Mix the Dry Ingredients:
In a large bowl, whisk together flour, salt, and sugar.
Cut in the Butter:
Add the cold, cubed butter to the flour mixture.
Use a pastry cutter or fork to cut the butter into the flour until the mixture resembles coarse crumbs.
Add Ice Water:
Gradually add ice water, 1 tablespoon at a time, until the dough begins to clump together.
Divide the dough in half, shape each half into a disk, and wrap in plastic wrap.
Chill in the refrigerator for 1 hour.
Slice the Apples:
Peel, core, and slice the apples into 1/4-inch thick slices.
Place the slices in a large bowl.
Mix the Filling:
Add sugar, brown sugar, flour, lemon juice, cinnamon, nutmeg, cloves, and salt to the apples.
Toss to coat the apples evenly and set aside.
Roll Out the Bottom Crust:
On a lightly floured surface, roll out the first dough disk into a 12-inch circle.
Gently transfer it to a 9-inch pie pan, pressing it into the bottom and sides.
Add the Filling:
Pour the apple mixture into the crust and spread evenly.
Dot the top with butter cubes.
Roll Out the Top Crust:
Roll out the second dough disk into another 12-inch circle.
Place it over the apples and trim the excess, leaving a 1-inch overhang.
Seal and Crimp:
Fold the overhang under itself and crimp the edges with a fork or your fingers.
Cut 4-5 slits in the top crust for steam to escape.
Prepare the Egg Wash:
In a small bowl, whisk together egg and milk.
Brush the egg wash over the top crust for a golden, glossy finish.
Bake the Pie:
Preheat the oven to 400°F (200°C).
Place the pie on the center rack and bake for 20 minutes.
Reduce the temperature to 375°F (190°C) and bake for an additional 35-45 minutes, or until the crust is golden and the filling is bubbly.

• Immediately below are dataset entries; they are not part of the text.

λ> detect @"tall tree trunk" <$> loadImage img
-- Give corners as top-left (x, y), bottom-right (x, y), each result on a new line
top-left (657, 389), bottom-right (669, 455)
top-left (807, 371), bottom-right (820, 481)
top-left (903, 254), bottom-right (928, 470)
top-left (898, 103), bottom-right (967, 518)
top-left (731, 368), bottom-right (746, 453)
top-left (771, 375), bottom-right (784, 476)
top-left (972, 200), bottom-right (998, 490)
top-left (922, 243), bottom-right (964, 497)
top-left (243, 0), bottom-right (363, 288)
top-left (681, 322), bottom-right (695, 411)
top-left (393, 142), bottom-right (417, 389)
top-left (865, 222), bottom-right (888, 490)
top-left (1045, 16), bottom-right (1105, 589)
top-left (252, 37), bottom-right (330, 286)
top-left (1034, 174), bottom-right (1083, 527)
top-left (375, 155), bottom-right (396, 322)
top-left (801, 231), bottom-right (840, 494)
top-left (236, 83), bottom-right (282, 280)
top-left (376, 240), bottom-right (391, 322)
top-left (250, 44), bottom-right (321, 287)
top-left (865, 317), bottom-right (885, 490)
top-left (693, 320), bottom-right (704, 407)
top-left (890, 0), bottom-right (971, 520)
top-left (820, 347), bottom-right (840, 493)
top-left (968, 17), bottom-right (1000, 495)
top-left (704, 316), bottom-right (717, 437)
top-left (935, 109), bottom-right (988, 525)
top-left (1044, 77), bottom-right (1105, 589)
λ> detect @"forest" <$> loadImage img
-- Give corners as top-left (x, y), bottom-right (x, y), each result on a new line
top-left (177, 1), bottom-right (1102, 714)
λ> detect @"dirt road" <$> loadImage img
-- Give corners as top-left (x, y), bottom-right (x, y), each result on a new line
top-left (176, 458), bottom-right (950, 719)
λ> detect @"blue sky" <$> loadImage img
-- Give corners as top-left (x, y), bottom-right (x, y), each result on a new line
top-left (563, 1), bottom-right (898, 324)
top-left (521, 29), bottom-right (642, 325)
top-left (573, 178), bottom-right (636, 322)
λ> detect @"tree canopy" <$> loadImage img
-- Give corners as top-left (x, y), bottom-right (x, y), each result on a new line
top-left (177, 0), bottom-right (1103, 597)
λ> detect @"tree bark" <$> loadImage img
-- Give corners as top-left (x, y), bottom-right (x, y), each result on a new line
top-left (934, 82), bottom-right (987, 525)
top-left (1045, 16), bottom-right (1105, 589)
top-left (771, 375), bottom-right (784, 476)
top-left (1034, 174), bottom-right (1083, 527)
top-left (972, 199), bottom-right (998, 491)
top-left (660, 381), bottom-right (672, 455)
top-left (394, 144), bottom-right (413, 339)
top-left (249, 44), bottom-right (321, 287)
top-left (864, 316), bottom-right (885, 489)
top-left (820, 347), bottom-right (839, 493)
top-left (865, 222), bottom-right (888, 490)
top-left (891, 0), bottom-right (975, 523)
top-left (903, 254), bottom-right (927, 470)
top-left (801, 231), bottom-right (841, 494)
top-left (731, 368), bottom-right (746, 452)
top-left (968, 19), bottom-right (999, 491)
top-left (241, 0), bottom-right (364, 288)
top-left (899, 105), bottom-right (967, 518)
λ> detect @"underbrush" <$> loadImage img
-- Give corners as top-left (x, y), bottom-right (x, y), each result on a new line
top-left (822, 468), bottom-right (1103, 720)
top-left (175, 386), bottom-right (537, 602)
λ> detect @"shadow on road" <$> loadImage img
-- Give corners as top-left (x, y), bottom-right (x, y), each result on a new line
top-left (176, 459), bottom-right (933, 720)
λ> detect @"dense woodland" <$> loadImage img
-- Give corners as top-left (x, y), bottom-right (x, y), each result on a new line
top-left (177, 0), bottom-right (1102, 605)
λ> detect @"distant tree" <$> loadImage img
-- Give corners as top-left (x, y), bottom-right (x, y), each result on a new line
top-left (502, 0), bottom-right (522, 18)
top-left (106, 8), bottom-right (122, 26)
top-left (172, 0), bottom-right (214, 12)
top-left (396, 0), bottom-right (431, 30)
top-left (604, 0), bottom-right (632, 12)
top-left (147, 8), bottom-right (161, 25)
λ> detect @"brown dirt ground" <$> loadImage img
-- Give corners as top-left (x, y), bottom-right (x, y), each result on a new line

If the crust is browning too quickly, cover the edges with aluminum foil.
Cool the Pie:
Allow the pie to cool on a wire rack for 2 hours before slicing. This ensures the filling sets properly.
Slice and Serve:
Serve warm or at room temperature with a scoop of vanilla ice cream or a dollop of whipped cream.
Serve the apple pie warm with a scoop of vanilla ice cream or a drizzle of salted caramel sauce for an extra indulgence.
For a more rustic presentation, dust the top crust with a sprinkle of cinnamon sugar before baking.
Caramel Apple Pie: Add a drizzle of caramel sauce to the apple filling for extra richness.
Crumble Topping: Replace the top crust with a brown sugar and oat crumble for a different texture.
Nutty Apple Pie: Add 1/2 cup chopped walnuts or pecans to the apple filling for a nutty crunch.
Spiced Apple Pie: Increase the cinnamon to 1 1/2 tsp and add a pinch of allspice for a spicier pie.
Mini Apple Pies: Use a muffin tin to create individual servings for parties or gatherings.